Subsequently Mr. Bailey sought to vacate and set aside the sentence on the second count on the ground that under the pertinent provisions of the United States Code he was not eligible for parole, and that the reference to parole in the original judgment and commitment rendered the sentence void. From denial of that motion, Mr. Bailey took this appeal.
Both parties have invited this Court's attention to the case of People v. Siracusa (1916) 275 Ill. 457, 114 N.E. 133. In that case one of the grounds on which reversal was sought concerned the Trial Court's alleged error in sentencing the defendants under the Parole Law. The judgment directed that each defendant be confined "in the penitentiary in safe and secure custody or on parole, * * * for the term of his natural life, * * *" [page 458, 114 N.E. page 133]. The Illinois Supreme Court held [at pages 460-461, 114 N.E. at page 134]:
"The plain intent and purpose of the judgment was that plaintiffs in error should each be confined in the penitentiary for the term of his natural life. They were indicted for murder and plead[ed] guilty to that charge. * * *
"The parole system at that time had no application whatever to a conviction for the crime of murder. The provision in the judgment for the parole of plaintiffs in error or their discharge by the prison board, as authorized and directed by law, was surplusage, and the warden of the penitentiary and all other persons having to do with the administration of the criminal laws were bound to take notice that as the law then existed the Parole Act did not apply to anyone convicted of the crime of murder. * * *
"The language pointed out and complained of in the judgment in nowise renders it uncertain or impossible of execution. It is clearly surplusage and should be disregarded."
Counsel for Mr. Bailey argues that it is not at all clear that the Trial Judge did intend Mr. Bailey to be confined for the total term imposed; that the right to parole would ordinarily reduce the period, and that it is most unlikely that a trial judge would not consider the availability of parole in imposing sentence.

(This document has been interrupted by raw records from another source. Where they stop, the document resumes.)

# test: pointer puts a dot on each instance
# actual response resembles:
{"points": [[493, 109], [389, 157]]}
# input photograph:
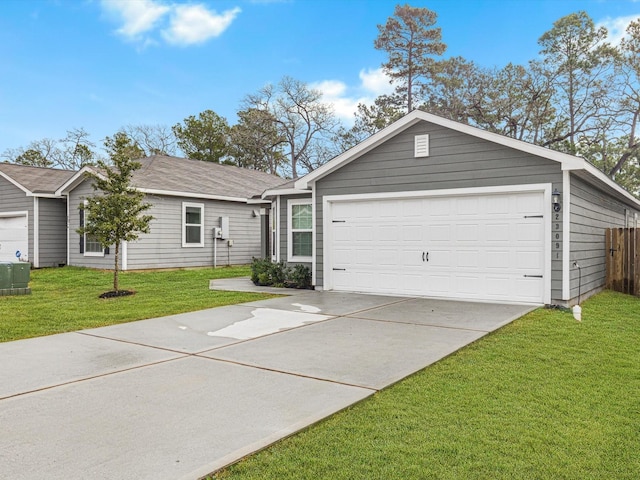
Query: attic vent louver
{"points": [[421, 145]]}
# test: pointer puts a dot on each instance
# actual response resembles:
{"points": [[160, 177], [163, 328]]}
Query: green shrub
{"points": [[267, 273], [260, 271], [300, 277]]}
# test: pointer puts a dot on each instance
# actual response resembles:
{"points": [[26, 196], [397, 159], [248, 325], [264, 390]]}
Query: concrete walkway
{"points": [[178, 397]]}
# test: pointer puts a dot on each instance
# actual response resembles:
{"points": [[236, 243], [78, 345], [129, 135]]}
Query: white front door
{"points": [[14, 238], [482, 246]]}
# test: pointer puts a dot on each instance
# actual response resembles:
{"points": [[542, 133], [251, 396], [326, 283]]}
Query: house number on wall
{"points": [[557, 236]]}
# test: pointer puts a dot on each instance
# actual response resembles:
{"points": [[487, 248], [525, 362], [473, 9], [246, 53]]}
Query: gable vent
{"points": [[422, 145]]}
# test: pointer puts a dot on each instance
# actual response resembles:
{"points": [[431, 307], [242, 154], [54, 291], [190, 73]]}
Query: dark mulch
{"points": [[118, 293]]}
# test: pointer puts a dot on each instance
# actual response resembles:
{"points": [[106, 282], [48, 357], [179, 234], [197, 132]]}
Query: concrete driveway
{"points": [[181, 396]]}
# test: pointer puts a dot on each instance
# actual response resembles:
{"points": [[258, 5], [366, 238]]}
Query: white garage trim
{"points": [[545, 189], [566, 235]]}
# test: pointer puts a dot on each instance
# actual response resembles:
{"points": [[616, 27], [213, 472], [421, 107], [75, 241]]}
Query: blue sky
{"points": [[103, 64]]}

However, in the instant case, there is no room for conjecture as to the Trial Judge's intention. In granting the motion to appeal in forma pauperis, the Trial Judge filed a memorandum in which he stated:
"The Court * * * intended merely to give the defendant whatever benefit the law might allow him with respect to possible parole. * * [T]he Court views this language in the sentence as surplusage."

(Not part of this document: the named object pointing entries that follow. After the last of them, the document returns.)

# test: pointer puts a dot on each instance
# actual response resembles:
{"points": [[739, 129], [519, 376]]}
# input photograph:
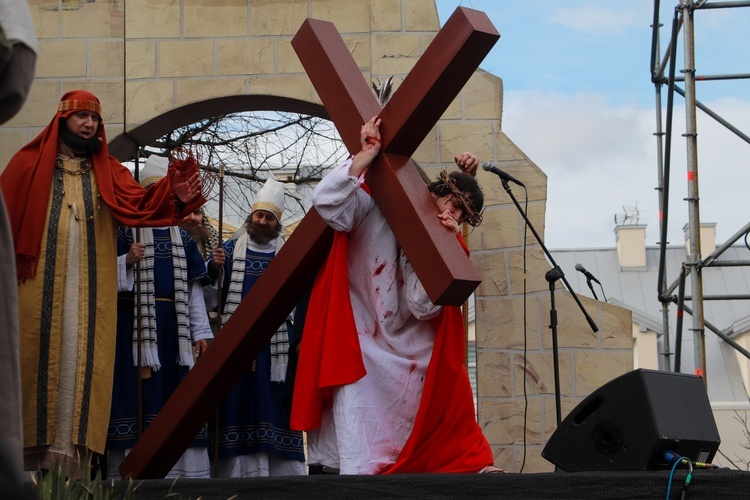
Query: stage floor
{"points": [[711, 484]]}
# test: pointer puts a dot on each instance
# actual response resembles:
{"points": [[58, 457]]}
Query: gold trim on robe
{"points": [[67, 316]]}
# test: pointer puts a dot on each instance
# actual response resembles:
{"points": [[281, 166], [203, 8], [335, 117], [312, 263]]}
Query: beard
{"points": [[76, 142], [262, 234]]}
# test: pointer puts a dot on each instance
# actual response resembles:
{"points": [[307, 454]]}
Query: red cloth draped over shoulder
{"points": [[27, 180], [330, 352], [445, 436]]}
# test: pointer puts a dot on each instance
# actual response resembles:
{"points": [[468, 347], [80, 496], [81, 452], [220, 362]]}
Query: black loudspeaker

Counsel contends that the question of whether or not a reference to parole constitutes surplusage or reversible error is a question of law for this Court, and that the ruling of the District Judge should not be dispositive of the issue. Under the particular circumstances of this case, we cannot agree.
The Court wishes to express its appreciation of the capable and devoted efforts of Mr. Thomas H. Morsch of the Illinois Bar who represented Mr. Bailey in this appeal as court appointed counsel. His briefs and oral argument were most helpful in clarifying the issues.
The ruling of the District Court is affirmed.